In Luxemburg ist die Situation anders
Ein Herz muss innerhalb von vier Stunden transplantiert werden, andere Organe wie z. B. die Niere können innerhalb von 24 Stunden transplantiert werden. Es gibt keine Altersgrenze für Organspender, wichtig ist der Zustand der Organe.
Gerade diesen Fakt hatten deutsche Ärzte an den Kliniken in Göttingen und Regensburg, die sich im übrigen untereinander kannten, für einen regelrechten „Organbasar“ und eine Steigerung der Transplantationszahlen an ihren Einrichtungen genutzt.

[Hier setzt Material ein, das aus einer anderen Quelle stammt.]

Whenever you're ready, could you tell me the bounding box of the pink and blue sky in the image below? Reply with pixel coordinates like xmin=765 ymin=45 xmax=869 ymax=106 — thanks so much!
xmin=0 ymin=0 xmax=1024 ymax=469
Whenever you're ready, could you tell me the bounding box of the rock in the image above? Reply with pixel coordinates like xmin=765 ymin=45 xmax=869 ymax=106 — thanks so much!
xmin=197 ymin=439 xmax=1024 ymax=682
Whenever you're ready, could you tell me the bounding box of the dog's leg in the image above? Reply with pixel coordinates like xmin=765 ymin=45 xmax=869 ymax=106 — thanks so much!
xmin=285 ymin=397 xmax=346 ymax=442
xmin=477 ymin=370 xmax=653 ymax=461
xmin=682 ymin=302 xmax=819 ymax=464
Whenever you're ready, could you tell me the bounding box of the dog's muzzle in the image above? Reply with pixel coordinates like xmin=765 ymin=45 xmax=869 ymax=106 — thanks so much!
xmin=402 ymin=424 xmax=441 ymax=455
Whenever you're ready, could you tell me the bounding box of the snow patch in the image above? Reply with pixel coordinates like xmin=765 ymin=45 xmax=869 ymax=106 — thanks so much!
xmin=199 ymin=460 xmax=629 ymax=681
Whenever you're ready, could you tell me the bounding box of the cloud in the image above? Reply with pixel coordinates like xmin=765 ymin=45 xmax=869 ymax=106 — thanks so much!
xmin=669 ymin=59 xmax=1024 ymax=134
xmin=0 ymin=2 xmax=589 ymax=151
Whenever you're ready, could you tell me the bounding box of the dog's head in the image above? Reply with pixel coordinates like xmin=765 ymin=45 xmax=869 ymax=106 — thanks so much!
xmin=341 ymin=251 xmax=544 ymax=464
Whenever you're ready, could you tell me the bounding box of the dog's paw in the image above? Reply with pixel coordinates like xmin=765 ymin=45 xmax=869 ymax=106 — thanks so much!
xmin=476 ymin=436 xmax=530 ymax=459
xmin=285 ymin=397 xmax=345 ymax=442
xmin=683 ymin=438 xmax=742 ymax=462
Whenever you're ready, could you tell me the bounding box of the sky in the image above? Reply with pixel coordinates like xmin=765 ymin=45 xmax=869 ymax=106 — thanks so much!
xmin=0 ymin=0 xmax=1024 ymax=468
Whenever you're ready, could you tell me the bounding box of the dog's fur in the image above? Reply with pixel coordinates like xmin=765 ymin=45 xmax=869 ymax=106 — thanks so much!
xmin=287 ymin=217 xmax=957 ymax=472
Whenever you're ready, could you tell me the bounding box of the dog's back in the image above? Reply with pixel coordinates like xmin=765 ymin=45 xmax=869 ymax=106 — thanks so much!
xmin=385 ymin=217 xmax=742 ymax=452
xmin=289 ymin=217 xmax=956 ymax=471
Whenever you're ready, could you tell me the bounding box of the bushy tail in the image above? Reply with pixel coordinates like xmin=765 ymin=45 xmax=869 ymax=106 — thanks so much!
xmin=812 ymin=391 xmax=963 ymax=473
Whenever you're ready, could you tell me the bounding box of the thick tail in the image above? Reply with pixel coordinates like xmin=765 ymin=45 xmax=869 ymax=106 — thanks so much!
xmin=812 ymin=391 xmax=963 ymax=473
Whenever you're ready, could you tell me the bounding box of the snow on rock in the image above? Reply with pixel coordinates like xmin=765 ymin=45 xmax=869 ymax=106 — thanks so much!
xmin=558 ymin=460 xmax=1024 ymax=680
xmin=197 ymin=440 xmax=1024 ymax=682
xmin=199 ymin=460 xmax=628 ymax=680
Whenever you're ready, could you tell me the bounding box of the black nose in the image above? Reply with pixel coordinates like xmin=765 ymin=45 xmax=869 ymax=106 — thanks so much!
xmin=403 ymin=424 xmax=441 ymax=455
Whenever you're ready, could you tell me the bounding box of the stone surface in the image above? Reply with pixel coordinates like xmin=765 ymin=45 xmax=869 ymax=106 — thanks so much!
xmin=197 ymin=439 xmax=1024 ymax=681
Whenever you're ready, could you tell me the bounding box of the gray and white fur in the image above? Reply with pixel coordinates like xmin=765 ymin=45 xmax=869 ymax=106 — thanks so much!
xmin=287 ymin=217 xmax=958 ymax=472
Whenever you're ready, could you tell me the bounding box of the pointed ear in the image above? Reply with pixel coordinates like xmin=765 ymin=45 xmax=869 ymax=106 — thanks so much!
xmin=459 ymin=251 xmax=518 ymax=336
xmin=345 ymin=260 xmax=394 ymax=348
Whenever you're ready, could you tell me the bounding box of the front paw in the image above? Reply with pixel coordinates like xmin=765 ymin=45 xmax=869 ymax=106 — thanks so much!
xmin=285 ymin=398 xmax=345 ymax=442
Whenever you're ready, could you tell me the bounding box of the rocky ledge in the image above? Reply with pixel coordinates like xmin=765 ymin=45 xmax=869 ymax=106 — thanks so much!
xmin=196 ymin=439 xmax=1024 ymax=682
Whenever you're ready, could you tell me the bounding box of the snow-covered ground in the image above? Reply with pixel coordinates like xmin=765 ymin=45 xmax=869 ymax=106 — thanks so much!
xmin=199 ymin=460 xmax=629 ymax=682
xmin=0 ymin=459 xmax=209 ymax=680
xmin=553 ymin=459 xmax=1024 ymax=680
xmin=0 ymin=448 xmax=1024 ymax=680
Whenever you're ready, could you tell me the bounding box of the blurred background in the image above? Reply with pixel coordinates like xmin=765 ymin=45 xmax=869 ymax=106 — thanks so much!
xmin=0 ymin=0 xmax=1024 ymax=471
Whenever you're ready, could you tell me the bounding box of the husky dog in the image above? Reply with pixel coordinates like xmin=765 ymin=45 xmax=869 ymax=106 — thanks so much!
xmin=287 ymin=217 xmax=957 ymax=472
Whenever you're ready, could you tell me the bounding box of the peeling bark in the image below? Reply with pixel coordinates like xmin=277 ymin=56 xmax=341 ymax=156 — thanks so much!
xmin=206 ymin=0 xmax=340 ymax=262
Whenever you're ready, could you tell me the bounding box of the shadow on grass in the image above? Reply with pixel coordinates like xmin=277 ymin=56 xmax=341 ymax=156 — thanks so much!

Eine Möglichkeit, die Listen von „Eurotransplant“ zu umgehen, ist in Deutschland das „beschleunigte Vergabeverfahren“. Es betrifft vor allem Organe älterer Menschen und von Spendern, die an einer Tumor- oder Viruserkrankung leiden. Weisen drei Kliniken ein aus diesem Spenderkreis angebotenes Organ zurück, kann die transplantierende Klinik selbst Spender und Patient zusammenführen, ohne „Eurotransplant“ einschalten zu müssen. Das wurde an den betroffenen deutschen Kliniken ausgenutzt und betraf vor allem die Transplantation von Lebern.
Unter Druck
Wie hoch die Wellen schlagen und wie sehr die beteiligten Institutionen unter Druck geraten sind, belegt eine Anfrage des Tageblatt bei „Eurotransplant“. „Aufgrund der zahlreichen Anfragen ist eine individuelle zeitnahe Beantwortung einer jeden Anfrage zurzeit leider nicht möglich“, hieß es am Donnerstag aus den Niederlanden.
Auch Jorge de Sousa, der leitende Koordinator bei „Transplant-Luxembourg“ kann sich über mangelnde Presseanfragen nicht beschweren. „Ich sage das schon seit mehreren Tagen: So etwas wie in Deutschland ist bei uns nicht möglich“, meint er.
Die vom Gesundheitsministerium anerkannte Organisation übernimmt nach eigenen Angaben hier nur die Übermittlung der Daten von Spendern an „Eurotransplant“. Ein Fall könnte so aussehen: Es geschieht ein schwerer Autounfall. Nachdem der Wille des Opfers und der der Familie abgeklärt und der Patient als potenzieller Spender erkannt ist, erfolgt ein Anruf bei „Luxembourg Transplant“. „Dann übermitteln wir die Daten nach Holland“, sagt De Sousa. Mit den Patienten, die ein Organ brauchen, hat die Organisation nichts zu tun. „In Luxemburg werden alle, die ein neues Organ brauchen, erst zu Spezialisten hier und von denen dann ins Ausland überwiesen“, sagt der Koordinator. Erst der ausländische behandelnde Spezialist übermittelt die Patientendaten an „Eurotransplant“. Und darauf haben die luxemburgischen Ärzte keinen Einfluss mehr.